Orion “Integrity” Tests the Unseen Systems That Make Artemis II Work
“Hope does not belong to management techniques.” David Beaman, Artemis II focuses on the most obvious hardware of the human spaceflight a capsule mounted on a heavy-lift rocket. The actual mission however lies in the finer details which do not always feature on the mission patch, systems which have to keep four people healthy, oriented and safe through the periods when their space ship is leaving the comfort of earth and entering deep space and vice versa.

The crew module of Orion is intentionally small, about two minivans of volume, and thus all its walls become work areas and all its empty spaces storage. The Artemis II Orion vehicle manager Branelle Rodriguez appropriately puts her career in perspective by outlining: I got to design life support systems. And I always used to laugh at, it was always your bedroom, bathroom and kitchen. The philosophy directly translates to the priorities of Artemis II. The test flight is designed in a way that it yields data on cabin air revitalization, manual flying ability and how humans would interact with the hardware and software of Orion during days at a time.
Not the glamorous stuff is the least human-centered engineering as well. The hygienic bay of Orion is the place, where members of the crew come out of the capsule, and the toilet has its design roots in the International Space Station. Even simple things that need to be performed in microgravity need restraint systems, handholds, and protocols that presuppose that the crew performs everything while drifting. The liquid waste transferred by Orion during flight is vented into the open air, and the solid waste is placed in a closed container with odor control filters – unromantic devices that ensure the health of the crew and maintain the habitability of the sealed volume.

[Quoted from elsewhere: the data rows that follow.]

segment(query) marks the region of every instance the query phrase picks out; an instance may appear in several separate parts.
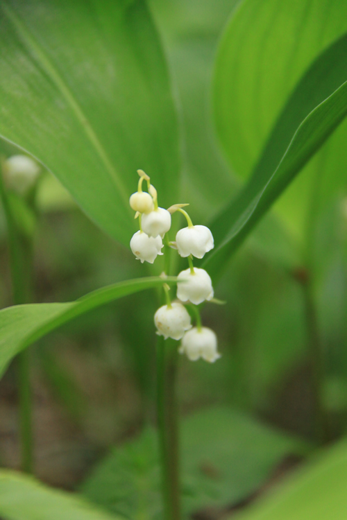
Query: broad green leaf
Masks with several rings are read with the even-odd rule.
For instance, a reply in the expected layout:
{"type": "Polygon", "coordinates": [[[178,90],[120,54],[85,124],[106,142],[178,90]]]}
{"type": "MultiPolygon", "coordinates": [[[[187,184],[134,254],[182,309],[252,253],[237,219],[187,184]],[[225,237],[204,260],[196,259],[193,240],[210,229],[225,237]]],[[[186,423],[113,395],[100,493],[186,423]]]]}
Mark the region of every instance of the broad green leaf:
{"type": "MultiPolygon", "coordinates": [[[[289,453],[306,447],[228,408],[197,412],[181,422],[184,518],[209,505],[248,496],[289,453]]],[[[87,498],[132,518],[161,518],[155,432],[115,448],[84,483],[87,498]]]]}
{"type": "MultiPolygon", "coordinates": [[[[239,520],[345,520],[347,442],[326,449],[276,492],[237,517],[239,520]]],[[[234,517],[232,517],[234,518],[234,517]]]]}
{"type": "Polygon", "coordinates": [[[0,470],[3,520],[121,520],[78,495],[44,485],[33,477],[0,470]]]}
{"type": "Polygon", "coordinates": [[[214,55],[235,0],[151,0],[179,96],[185,147],[183,200],[193,220],[205,222],[236,189],[217,146],[210,107],[214,55]]]}
{"type": "MultiPolygon", "coordinates": [[[[219,137],[235,171],[243,178],[254,169],[301,76],[346,31],[347,4],[342,0],[246,0],[240,4],[219,49],[214,102],[219,137]]],[[[346,59],[344,67],[346,70],[346,59]]],[[[312,98],[316,87],[312,85],[312,98]]],[[[300,111],[307,101],[298,98],[292,105],[294,111],[300,111]]],[[[346,187],[346,137],[347,123],[344,123],[323,155],[307,164],[276,204],[298,238],[305,230],[317,175],[323,184],[319,194],[323,203],[332,192],[346,187]]],[[[282,142],[285,137],[278,135],[276,145],[287,146],[282,142]]]]}
{"type": "MultiPolygon", "coordinates": [[[[165,280],[169,284],[175,281],[175,277],[165,280]]],[[[159,277],[138,278],[103,287],[71,303],[17,305],[0,311],[0,375],[18,352],[64,323],[109,302],[162,283],[159,277]]]]}
{"type": "MultiPolygon", "coordinates": [[[[321,57],[325,63],[327,53],[321,57]]],[[[305,91],[310,81],[316,78],[318,65],[310,69],[296,90],[296,97],[305,91]]],[[[314,85],[313,83],[312,85],[314,85]]],[[[217,248],[205,263],[214,263],[217,268],[221,259],[226,260],[230,253],[239,245],[259,219],[268,211],[271,205],[284,191],[288,184],[312,157],[323,143],[343,121],[347,114],[347,82],[344,83],[323,102],[318,105],[303,119],[289,144],[279,164],[269,169],[260,159],[251,179],[241,193],[222,211],[211,225],[216,240],[217,248]],[[226,247],[224,247],[226,246],[226,247]],[[217,257],[219,257],[217,259],[217,257]]],[[[291,117],[291,112],[285,110],[284,119],[291,117]]],[[[280,125],[285,125],[280,122],[280,125]]],[[[271,157],[269,152],[276,134],[269,141],[264,153],[271,157]]],[[[276,164],[274,161],[273,164],[276,164]]]]}
{"type": "Polygon", "coordinates": [[[102,229],[128,242],[139,168],[161,205],[176,202],[176,116],[143,0],[5,0],[0,48],[0,135],[41,161],[102,229]]]}

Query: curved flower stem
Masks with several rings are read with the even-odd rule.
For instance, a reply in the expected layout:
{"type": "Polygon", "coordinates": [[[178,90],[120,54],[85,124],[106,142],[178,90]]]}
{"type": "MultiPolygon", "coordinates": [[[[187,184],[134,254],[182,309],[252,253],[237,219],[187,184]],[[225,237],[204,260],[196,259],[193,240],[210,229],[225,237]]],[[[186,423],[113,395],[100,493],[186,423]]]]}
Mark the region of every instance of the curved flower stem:
{"type": "Polygon", "coordinates": [[[185,211],[184,209],[182,209],[181,207],[177,208],[177,211],[180,211],[180,213],[182,213],[182,214],[185,216],[188,223],[188,227],[194,227],[193,223],[192,222],[192,218],[189,217],[187,211],[185,211]]]}
{"type": "Polygon", "coordinates": [[[176,342],[157,342],[157,417],[164,520],[180,519],[178,439],[175,383],[176,342]]]}
{"type": "Polygon", "coordinates": [[[188,257],[188,263],[189,264],[190,274],[195,275],[194,266],[193,263],[193,257],[192,254],[189,254],[189,256],[188,257]]]}
{"type": "MultiPolygon", "coordinates": [[[[6,218],[8,247],[15,305],[28,303],[30,300],[30,270],[32,257],[31,243],[20,236],[3,184],[2,168],[0,168],[0,196],[6,218]],[[28,268],[29,265],[29,268],[28,268]],[[28,272],[29,271],[29,272],[28,272]]],[[[33,469],[32,403],[29,372],[29,351],[20,352],[17,358],[18,399],[19,407],[22,469],[32,473],[33,469]]]]}
{"type": "MultiPolygon", "coordinates": [[[[170,275],[171,248],[167,233],[164,239],[164,272],[170,275]]],[[[171,305],[167,287],[163,284],[167,304],[171,305]]],[[[157,341],[157,420],[161,467],[164,520],[180,519],[180,480],[176,379],[177,342],[159,336],[157,341]]]]}
{"type": "Polygon", "coordinates": [[[192,304],[191,304],[189,305],[189,309],[191,309],[193,311],[195,315],[195,318],[196,320],[196,329],[200,332],[200,331],[202,329],[202,324],[201,324],[201,316],[200,315],[200,311],[198,309],[198,307],[196,305],[193,305],[192,304]]]}

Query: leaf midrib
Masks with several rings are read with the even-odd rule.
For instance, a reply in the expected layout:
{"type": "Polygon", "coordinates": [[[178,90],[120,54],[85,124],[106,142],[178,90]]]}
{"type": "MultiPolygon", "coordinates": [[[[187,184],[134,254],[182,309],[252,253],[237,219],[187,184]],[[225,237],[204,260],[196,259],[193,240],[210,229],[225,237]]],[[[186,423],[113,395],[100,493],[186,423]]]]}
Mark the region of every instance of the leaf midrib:
{"type": "Polygon", "coordinates": [[[11,8],[5,3],[4,0],[3,0],[2,8],[6,15],[15,26],[22,39],[35,51],[41,64],[69,103],[73,112],[75,114],[77,120],[81,123],[83,131],[96,150],[96,154],[100,157],[101,162],[103,164],[105,169],[115,182],[121,198],[127,207],[128,205],[128,195],[121,179],[118,175],[116,169],[108,157],[108,155],[101,144],[96,133],[93,129],[92,124],[84,114],[78,103],[75,99],[74,94],[70,91],[69,87],[65,84],[63,79],[60,77],[54,65],[51,62],[49,57],[46,55],[44,51],[42,51],[39,44],[35,41],[35,38],[26,28],[25,24],[22,21],[17,15],[13,12],[11,8]]]}

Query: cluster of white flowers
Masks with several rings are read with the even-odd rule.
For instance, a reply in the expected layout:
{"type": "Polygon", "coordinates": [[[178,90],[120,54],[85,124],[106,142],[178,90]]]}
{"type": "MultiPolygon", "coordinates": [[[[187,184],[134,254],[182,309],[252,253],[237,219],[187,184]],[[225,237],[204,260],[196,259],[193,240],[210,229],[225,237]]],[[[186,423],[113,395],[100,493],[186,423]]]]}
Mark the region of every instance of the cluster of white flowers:
{"type": "MultiPolygon", "coordinates": [[[[153,263],[157,256],[163,254],[162,240],[171,225],[171,214],[183,213],[187,221],[187,227],[180,229],[174,242],[166,243],[178,251],[178,254],[188,258],[189,268],[178,275],[177,298],[179,301],[171,302],[169,287],[164,284],[167,304],[158,309],[154,315],[157,334],[164,339],[172,338],[182,340],[179,352],[186,354],[189,359],[195,361],[202,358],[213,363],[220,357],[217,351],[217,340],[214,332],[202,327],[198,310],[195,306],[205,300],[211,300],[214,291],[211,278],[204,270],[194,267],[192,259],[203,258],[214,247],[213,236],[206,226],[193,225],[188,214],[183,209],[185,204],[177,204],[169,209],[158,207],[157,191],[151,184],[149,177],[138,170],[139,180],[137,191],[130,198],[130,205],[139,218],[139,231],[130,241],[130,248],[135,256],[143,263],[153,263]],[[148,193],[142,191],[144,180],[146,181],[148,193]],[[196,327],[193,327],[191,316],[182,302],[192,304],[196,315],[196,327]]],[[[168,274],[168,273],[166,273],[168,274]]]]}

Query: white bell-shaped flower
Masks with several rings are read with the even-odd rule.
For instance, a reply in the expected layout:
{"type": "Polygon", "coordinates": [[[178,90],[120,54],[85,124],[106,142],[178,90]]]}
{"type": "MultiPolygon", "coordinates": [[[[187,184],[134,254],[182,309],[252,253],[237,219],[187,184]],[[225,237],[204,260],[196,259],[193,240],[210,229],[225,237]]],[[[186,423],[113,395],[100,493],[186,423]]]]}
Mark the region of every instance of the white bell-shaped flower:
{"type": "Polygon", "coordinates": [[[186,332],[182,340],[180,354],[186,354],[191,361],[203,358],[205,361],[214,363],[221,357],[217,351],[217,338],[214,332],[207,327],[200,330],[194,327],[186,332]]]}
{"type": "Polygon", "coordinates": [[[134,211],[150,213],[154,209],[153,198],[146,191],[136,191],[130,196],[129,204],[134,211]]]}
{"type": "Polygon", "coordinates": [[[206,226],[197,225],[183,227],[176,236],[177,249],[181,257],[192,254],[203,258],[205,253],[214,247],[212,234],[206,226]]]}
{"type": "Polygon", "coordinates": [[[185,331],[192,329],[187,309],[177,302],[172,303],[171,306],[160,307],[154,315],[154,323],[158,329],[157,334],[163,336],[165,339],[180,340],[185,331]]]}
{"type": "Polygon", "coordinates": [[[177,277],[177,297],[182,302],[192,302],[195,305],[213,298],[214,291],[210,275],[205,269],[194,268],[181,271],[177,277]]]}
{"type": "Polygon", "coordinates": [[[151,213],[142,216],[141,221],[142,229],[149,236],[162,237],[171,226],[171,216],[162,207],[158,207],[151,213]]]}
{"type": "Polygon", "coordinates": [[[130,240],[130,248],[137,260],[153,263],[157,255],[162,254],[162,240],[160,236],[153,239],[142,231],[137,231],[130,240]]]}
{"type": "Polygon", "coordinates": [[[4,162],[3,170],[8,187],[19,195],[24,195],[35,184],[41,171],[37,163],[26,155],[8,157],[4,162]]]}

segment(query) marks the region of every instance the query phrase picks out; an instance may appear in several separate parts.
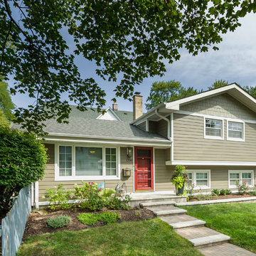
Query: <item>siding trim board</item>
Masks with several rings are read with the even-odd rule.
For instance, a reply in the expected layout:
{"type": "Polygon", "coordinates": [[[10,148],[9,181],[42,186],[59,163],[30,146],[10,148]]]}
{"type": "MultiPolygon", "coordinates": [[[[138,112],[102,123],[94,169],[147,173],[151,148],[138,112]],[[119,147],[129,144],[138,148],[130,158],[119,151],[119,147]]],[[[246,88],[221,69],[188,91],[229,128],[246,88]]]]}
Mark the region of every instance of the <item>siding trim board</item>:
{"type": "Polygon", "coordinates": [[[186,115],[188,115],[188,116],[202,117],[208,117],[208,118],[219,119],[224,119],[225,120],[230,120],[230,121],[238,122],[245,122],[245,123],[249,123],[249,124],[256,124],[256,120],[241,119],[240,118],[231,118],[231,117],[220,117],[220,116],[215,116],[215,115],[208,114],[193,112],[186,111],[186,110],[178,110],[178,111],[176,111],[174,113],[181,114],[186,114],[186,115]]]}
{"type": "Polygon", "coordinates": [[[245,142],[245,122],[243,121],[237,121],[236,119],[233,119],[231,118],[227,119],[227,140],[228,141],[231,141],[231,142],[245,142]],[[233,138],[233,137],[228,137],[228,122],[238,122],[238,123],[242,123],[242,139],[239,139],[239,138],[233,138]]]}
{"type": "Polygon", "coordinates": [[[256,162],[217,161],[166,161],[166,165],[192,165],[192,166],[256,166],[256,162]]]}

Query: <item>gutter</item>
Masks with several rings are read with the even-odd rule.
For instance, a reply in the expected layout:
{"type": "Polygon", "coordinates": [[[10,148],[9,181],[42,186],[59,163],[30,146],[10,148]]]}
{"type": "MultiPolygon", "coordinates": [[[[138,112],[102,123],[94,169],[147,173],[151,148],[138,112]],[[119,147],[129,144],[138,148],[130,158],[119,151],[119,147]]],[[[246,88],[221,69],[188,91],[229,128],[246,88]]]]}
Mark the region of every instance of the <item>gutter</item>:
{"type": "Polygon", "coordinates": [[[164,117],[162,115],[161,115],[159,112],[158,112],[158,110],[155,110],[155,113],[160,118],[163,119],[164,120],[167,122],[167,125],[168,125],[168,129],[167,129],[167,139],[171,141],[171,150],[170,150],[170,161],[171,163],[172,162],[172,148],[174,146],[174,140],[173,138],[171,137],[171,120],[169,119],[168,118],[166,118],[166,117],[164,117]]]}

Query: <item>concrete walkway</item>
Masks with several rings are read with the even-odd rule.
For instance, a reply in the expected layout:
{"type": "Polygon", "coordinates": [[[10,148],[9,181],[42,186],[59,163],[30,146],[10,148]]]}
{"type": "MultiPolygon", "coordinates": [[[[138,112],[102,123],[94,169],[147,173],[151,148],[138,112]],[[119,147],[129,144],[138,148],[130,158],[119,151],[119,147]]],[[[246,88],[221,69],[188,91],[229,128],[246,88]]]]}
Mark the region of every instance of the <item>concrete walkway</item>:
{"type": "Polygon", "coordinates": [[[205,227],[205,221],[186,215],[186,210],[175,207],[176,203],[175,201],[166,200],[141,203],[140,206],[152,210],[206,256],[256,256],[231,245],[229,236],[205,227]]]}

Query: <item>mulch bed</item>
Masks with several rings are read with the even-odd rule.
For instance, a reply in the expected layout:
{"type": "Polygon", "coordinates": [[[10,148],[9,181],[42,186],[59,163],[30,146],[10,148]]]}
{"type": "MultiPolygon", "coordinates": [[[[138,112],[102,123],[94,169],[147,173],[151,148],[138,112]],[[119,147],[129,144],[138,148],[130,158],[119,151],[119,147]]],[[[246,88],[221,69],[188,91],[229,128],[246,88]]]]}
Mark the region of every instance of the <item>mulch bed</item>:
{"type": "MultiPolygon", "coordinates": [[[[248,194],[245,195],[239,195],[239,194],[231,194],[231,195],[226,195],[226,196],[218,196],[218,198],[215,197],[213,197],[210,198],[210,200],[220,200],[220,199],[230,199],[230,198],[247,198],[247,197],[251,197],[255,196],[251,196],[248,194]]],[[[206,199],[202,199],[200,201],[206,201],[206,199]]],[[[193,202],[193,201],[198,201],[199,200],[190,197],[189,202],[193,202]]]]}
{"type": "MultiPolygon", "coordinates": [[[[155,218],[153,212],[147,209],[130,209],[130,210],[108,210],[103,209],[102,211],[113,211],[118,213],[120,215],[121,219],[117,220],[120,223],[122,221],[137,221],[155,218]]],[[[102,212],[101,211],[101,212],[102,212]]],[[[46,210],[38,210],[31,212],[28,221],[26,225],[23,240],[24,240],[27,237],[36,235],[44,234],[46,233],[52,233],[63,230],[79,230],[88,228],[100,227],[105,225],[103,223],[98,223],[92,225],[87,225],[81,223],[77,216],[82,213],[86,213],[85,210],[82,210],[80,208],[73,208],[69,210],[61,210],[54,212],[47,212],[46,210]],[[55,217],[59,215],[65,215],[72,218],[67,226],[60,228],[54,229],[51,227],[48,227],[46,220],[49,218],[55,217]]],[[[98,213],[100,212],[95,212],[98,213]]]]}

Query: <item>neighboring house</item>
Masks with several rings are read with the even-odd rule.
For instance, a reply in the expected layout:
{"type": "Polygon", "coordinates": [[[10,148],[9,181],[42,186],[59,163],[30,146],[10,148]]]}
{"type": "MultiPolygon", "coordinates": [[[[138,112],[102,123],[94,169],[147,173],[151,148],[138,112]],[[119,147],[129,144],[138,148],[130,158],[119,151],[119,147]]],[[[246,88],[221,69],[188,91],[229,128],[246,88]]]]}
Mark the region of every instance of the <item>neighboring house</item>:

Such daily operations cannot be separated with the most bitter experience of the journey: the need to get home. Orion comes back to lunar ranges at approximately almost 25000 mph and its heating/cooling system has to handle the external heating of approximately 5000degF and the cabin must be maintained near room temperature. Through the investigations conducted after Artemis I, engineers discovered that there were unforeseen charring properties of the Avcoat heat shield material and how gases produced in the shield failed to escape as intended, which subsequently caused cracking and local material loss. In the case of Artemis II, the heat shield will be retained on the vehicle, and modification will be done to the reentry orbit of Orion to ensure crew safety margins.
Another form of invisibility is the one around the rocket itself. The Space Launch System has often been reduced to its size, more than 30 stories in height and generating over 8 million pounds of power, but the fact that it is capable of flying is a matter of argument. Artemis I during post-flight work involved the gathering of over four terabytes of data through onboard systems and images of the vehicle and ground locations which had many cameras. Those instrumentation enabled teams to bound performance due to liftoff acoustics, separation of boosters and upper stage events, and compare engine performance with predictions at close tolerances during ascent.
Those comparisons become toned by human rating. Preparedness as Beaman puts it is a daily routine, since the decision on the launch-day is the product of the sum of previous engineering decisions. His number one principle is that our job is to protect the astronauts, and that is applicable in software simulations with injected failures as well as the way the teams will interpret the anomalies which they have not fully understood.
The work that is not flown into space under the name of an astronaut also gives Artemis strength behind the spacecraft and rocket. At various NASA facilities, NASA-supported researchers are advancing the research in astronaut physiology and behavioral health, propulsion materials, and space biology-research which contributes to Orion habitation, SLS reliability, and payloads to be used in deep space, including LEIA biology payload related to the Artemis II.
Artemis II will be a first crewed flight of a new capsule by the time Orion “Integrity” gets off the pad. It will be an intentional audit of those silent systems, air, water, waste handling, software, thermal protection and risk discipline, that will place deep-space exploration as a desire or a repeatable capability.